Hasanuddin menegaskan bahwa karakteristik Selat Malaka secara hukum internasional berbeda dengan Terusan Suez atau Terusan Panama yang merupakan saluran buatan. Perbedaan status ini berdampak pada aturan penarikan biaya yang bisa diterapkan kepada kapal-kapal internasional.
"Dalam perspektif hukum internasional, Selat Malaka merupakan perairan alami yang secara tradisional digunakan untuk pelayaran internasional, bukan seperti Terusan Suez atau Panama yang bersifat buatan dan diatur melalui perjanjian khusus," ujar TB Hasanuddin, Anggota Komisi I DPR RI.
Legislator asal PDI-P tersebut memaparkan bahwa wilayah perairan ini tunduk sepenuhnya pada United Nations Convention on the Law of the Sea (UNCLOS) 1982. Aturan tersebut secara eksplisit menjamin hak lintas transit bagi seluruh kapal internasional tanpa hambatan.
"UNCLOS menjamin kebebasan lintas selama kapal tidak melakukan aktivitas yang melanggar, seperti kegiatan ekonomi ilegal, survei, atau penelitian tanpa izin," kata TB Hasanuddin, Anggota Komisi I DPR RI.
Menurut Hasanuddin, rencana pemungutan pajak tersebut memiliki risiko hukum yang besar karena bertentangan secara fundamental dengan prinsip-prinsip yang sudah disepakati di dunia internasional. Hal ini juga dapat memicu sanksi dari komunitas global terhadap posisi Indonesia.
"Penerapan pajak terhadap kapal yang melintas berpotensi bertentangan dengan prinsip-prinsip tersebut," ucap TB Hasanuddin, Anggota Komisi I DPR RI.
Selain masalah legalitas, Hasanuddin memperingatkan adanya ancaman terhadap citra diplomatik Indonesia di mata negara-negara lain. Kebijakan ini dianggap dapat memicu reaksi keras yang merugikan kepentingan nasional dalam jangka panjang.
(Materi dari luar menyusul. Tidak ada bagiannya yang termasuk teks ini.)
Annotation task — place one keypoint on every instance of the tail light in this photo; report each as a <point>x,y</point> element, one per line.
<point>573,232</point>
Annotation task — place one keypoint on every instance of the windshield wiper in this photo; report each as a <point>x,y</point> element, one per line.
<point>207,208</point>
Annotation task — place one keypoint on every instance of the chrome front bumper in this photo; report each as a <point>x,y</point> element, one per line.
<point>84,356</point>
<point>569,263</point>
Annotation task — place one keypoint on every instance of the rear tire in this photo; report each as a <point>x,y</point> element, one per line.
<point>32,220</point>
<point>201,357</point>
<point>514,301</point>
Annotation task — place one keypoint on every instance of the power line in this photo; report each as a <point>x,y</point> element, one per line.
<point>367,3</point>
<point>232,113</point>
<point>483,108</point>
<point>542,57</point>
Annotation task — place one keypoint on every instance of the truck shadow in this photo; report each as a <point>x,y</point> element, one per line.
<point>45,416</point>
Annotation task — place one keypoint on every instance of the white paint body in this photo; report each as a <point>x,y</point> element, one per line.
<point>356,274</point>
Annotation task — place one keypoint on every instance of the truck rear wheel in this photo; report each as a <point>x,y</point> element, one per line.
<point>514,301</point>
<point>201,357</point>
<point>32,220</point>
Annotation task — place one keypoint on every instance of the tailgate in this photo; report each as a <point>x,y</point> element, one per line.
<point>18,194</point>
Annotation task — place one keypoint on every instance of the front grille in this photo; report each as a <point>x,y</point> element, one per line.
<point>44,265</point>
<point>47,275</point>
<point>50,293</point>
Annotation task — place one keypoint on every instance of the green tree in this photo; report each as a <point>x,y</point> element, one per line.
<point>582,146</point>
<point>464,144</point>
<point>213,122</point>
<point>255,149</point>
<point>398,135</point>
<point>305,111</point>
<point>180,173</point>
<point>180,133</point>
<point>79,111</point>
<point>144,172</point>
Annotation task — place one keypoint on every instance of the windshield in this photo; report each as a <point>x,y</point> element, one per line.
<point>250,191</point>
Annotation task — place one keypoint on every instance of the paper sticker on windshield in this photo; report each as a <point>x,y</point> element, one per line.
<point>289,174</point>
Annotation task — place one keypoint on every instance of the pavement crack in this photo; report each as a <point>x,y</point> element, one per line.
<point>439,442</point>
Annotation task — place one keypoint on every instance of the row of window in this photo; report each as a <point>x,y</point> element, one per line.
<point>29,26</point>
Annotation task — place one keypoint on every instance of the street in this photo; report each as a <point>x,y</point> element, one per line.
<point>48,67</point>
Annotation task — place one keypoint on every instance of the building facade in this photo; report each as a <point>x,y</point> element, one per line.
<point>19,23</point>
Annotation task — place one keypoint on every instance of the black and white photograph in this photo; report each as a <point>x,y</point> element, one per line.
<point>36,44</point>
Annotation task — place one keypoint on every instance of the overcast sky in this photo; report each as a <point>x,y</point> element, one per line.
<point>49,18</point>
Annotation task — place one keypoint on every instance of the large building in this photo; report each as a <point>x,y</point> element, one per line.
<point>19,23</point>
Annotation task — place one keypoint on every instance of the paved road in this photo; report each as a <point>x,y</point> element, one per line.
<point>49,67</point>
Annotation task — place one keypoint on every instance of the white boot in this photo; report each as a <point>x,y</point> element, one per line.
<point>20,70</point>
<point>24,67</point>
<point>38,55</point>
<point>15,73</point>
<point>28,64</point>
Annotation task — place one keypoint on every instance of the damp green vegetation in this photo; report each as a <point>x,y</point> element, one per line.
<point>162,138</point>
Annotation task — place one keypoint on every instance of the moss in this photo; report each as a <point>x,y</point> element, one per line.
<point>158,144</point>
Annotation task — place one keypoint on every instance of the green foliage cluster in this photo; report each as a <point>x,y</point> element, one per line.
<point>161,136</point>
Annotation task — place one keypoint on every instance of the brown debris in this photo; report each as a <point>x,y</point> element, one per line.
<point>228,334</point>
"Bahkan, ada potensi munculnya boikot jika dianggap melanggar hukum internasional," ujar TB Hasanuddin, Anggota Komisi I DPR RI.
Hasanuddin juga menekankan pentingnya koordinasi dengan negara pantai lainnya seperti Malaysia dan Singapura untuk menjaga stabilitas kawasan. Ia meminta pemerintah melakukan kajian mendalam dari sisi operasional dan hukum sebelum melontarkan kebijakan yang berdampak luas.
"Jangan sampai kebijakan ini justru merugikan posisi Indonesia di mata dunia," ujar TB Hasanuddin, Anggota Komisi I DPR RI.
Wacana ini bermula dari pernyataan Menteri Keuangan Purbaya Yudhi Sadewa pada Rabu (22/4/2026) yang mempertanyakan mengapa Indonesia belum memungut biaya dari padatnya lalu lintas kapal di jalur tersebut. Purbaya menilai potensi penerimaan negara sangat besar mengingat posisi strategis Indonesia dalam jalur energi dunia.
"Indonesia ini bukan negara pinggiran. Kita ada di jalur strategis perdagangan dan energi dunia, tapi kapal lewat Selat Malaka enggak kita charge, enggak tahu betul apa salah?" ujar Purbaya Yudhi Sadewa, Menteri Keuangan.
Menanggapi wacana tersebut, Menteri Luar Negeri Sugiono memastikan bahwa pemerintah tidak akan menerapkan tarif bagi kapal yang melintas di Selat Malaka. Penegasan ini didasarkan pada komitmen pemerintah untuk tetap patuh pada ketentuan UNCLOS.
"Indonesia tidak pada posisi untuk melakukan itu," kata Sugiono, Menteri Luar Negeri.